Nearer, My God, to the G.O.P. is a piece by Joseph Loconte in the New York Times. I like this guy's perspective. A couple of key quotes:
"'We affirm God's vision of a good society offered to us by the prophet Isaiah,' he [Jim Wallis] writes. Yet Isaiah, an agent of divine judgment living in a theocratic state, conveniently affirms every spending scheme of the Democratic Party. This is no different than the fundamentalist impulse to cite the book of Leviticus to justify laws against homosexuality."
and
"Christians are right to argue that the Bible is a priceless source of moral and spiritual insight. But they're wrong to treat it as a substitute for a coherent political philosophy."
He wrote in his closing paragraph:
"A completely secular public square is neither possible nor desirable; democracy needs the moral ballast of religion. But a partisan campaign to enlist the sacred is equally wrongheaded. When people of faith join political debates, they must welcome those democratic virtues that promote the common good: prudence, reason, compromise – and a realization that politics can't usher in the kingdom of heaven."

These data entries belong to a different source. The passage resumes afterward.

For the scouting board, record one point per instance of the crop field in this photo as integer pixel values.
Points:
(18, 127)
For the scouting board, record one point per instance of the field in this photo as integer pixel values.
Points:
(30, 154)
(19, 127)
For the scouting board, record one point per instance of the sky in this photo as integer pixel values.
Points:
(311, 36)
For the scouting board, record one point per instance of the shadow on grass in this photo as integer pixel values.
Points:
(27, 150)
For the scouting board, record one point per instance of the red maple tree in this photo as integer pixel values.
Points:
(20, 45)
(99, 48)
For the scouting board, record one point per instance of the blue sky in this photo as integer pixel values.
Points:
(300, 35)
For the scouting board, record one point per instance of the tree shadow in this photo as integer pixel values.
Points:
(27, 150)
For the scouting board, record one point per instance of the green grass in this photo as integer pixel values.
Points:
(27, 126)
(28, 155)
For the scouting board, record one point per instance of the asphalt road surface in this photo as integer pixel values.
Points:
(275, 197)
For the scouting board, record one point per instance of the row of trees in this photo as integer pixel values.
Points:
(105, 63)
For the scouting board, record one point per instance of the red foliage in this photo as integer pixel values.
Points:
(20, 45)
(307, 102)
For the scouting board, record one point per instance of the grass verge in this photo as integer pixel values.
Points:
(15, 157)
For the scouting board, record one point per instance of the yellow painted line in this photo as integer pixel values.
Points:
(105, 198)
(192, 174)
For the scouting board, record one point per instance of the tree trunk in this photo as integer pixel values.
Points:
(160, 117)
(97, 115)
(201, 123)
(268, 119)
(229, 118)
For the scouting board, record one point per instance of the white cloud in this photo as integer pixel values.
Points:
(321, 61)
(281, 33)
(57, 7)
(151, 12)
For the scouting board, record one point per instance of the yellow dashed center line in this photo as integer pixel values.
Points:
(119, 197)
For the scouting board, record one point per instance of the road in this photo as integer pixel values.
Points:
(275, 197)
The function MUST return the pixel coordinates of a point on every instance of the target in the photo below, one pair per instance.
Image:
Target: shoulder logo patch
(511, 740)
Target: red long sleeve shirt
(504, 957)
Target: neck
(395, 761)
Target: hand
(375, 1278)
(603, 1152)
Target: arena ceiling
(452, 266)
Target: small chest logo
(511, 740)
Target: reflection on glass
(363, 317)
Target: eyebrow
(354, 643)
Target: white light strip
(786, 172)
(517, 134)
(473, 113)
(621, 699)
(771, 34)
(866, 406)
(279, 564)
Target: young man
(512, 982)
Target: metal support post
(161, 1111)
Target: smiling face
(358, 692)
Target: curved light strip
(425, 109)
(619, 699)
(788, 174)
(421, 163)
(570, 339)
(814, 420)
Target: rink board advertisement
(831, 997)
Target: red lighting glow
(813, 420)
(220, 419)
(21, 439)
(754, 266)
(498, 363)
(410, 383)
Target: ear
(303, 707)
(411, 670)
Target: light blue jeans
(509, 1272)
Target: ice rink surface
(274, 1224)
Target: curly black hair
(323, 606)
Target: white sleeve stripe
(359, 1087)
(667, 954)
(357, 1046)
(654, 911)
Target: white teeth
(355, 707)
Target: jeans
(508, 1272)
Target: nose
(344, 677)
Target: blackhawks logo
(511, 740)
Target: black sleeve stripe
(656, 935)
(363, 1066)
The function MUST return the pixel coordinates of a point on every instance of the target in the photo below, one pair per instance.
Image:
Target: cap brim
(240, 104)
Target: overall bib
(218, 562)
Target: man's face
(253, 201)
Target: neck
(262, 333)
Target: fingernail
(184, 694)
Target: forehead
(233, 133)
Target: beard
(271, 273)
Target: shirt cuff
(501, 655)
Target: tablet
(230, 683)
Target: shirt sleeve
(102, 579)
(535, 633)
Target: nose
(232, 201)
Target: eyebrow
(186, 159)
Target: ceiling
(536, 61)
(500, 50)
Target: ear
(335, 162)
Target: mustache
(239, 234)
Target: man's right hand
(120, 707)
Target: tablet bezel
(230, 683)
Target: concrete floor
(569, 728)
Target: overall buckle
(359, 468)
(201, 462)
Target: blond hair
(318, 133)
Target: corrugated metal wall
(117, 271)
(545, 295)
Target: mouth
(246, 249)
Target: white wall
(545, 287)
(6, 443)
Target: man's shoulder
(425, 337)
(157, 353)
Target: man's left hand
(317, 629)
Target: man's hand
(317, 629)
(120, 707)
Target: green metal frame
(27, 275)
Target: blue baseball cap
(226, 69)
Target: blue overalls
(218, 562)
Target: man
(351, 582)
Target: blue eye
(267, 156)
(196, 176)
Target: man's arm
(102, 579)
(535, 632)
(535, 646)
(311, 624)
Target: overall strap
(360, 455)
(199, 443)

I sense a type of co-dependency going on in Emergent circles. Many are irritated about conservative and/or fundamentalist Evangelicalism. These theological conservatives tend to vote heavily Republican. Emergents want a more authentic faith. How do we do that? Too often, it feels like the answer is, "Don't be Evangelical." Ironically, that means Evangelicals still control the agenda for many Emerging folks because their "Emergent" mission is to "not be Evangelical." For many, by extension, that means not being Republican or giving approval to anything a Republican-voting-Evangelical might be inclined to support. In short, the Emergent folks become a mirror image of the very thing they said they found inauthentic.
The defining criteria for mission and action cannot be opposition to some faction. It must first and foremost be from communion with God and God's Word, in communion with the saints. That goes for theology and politics.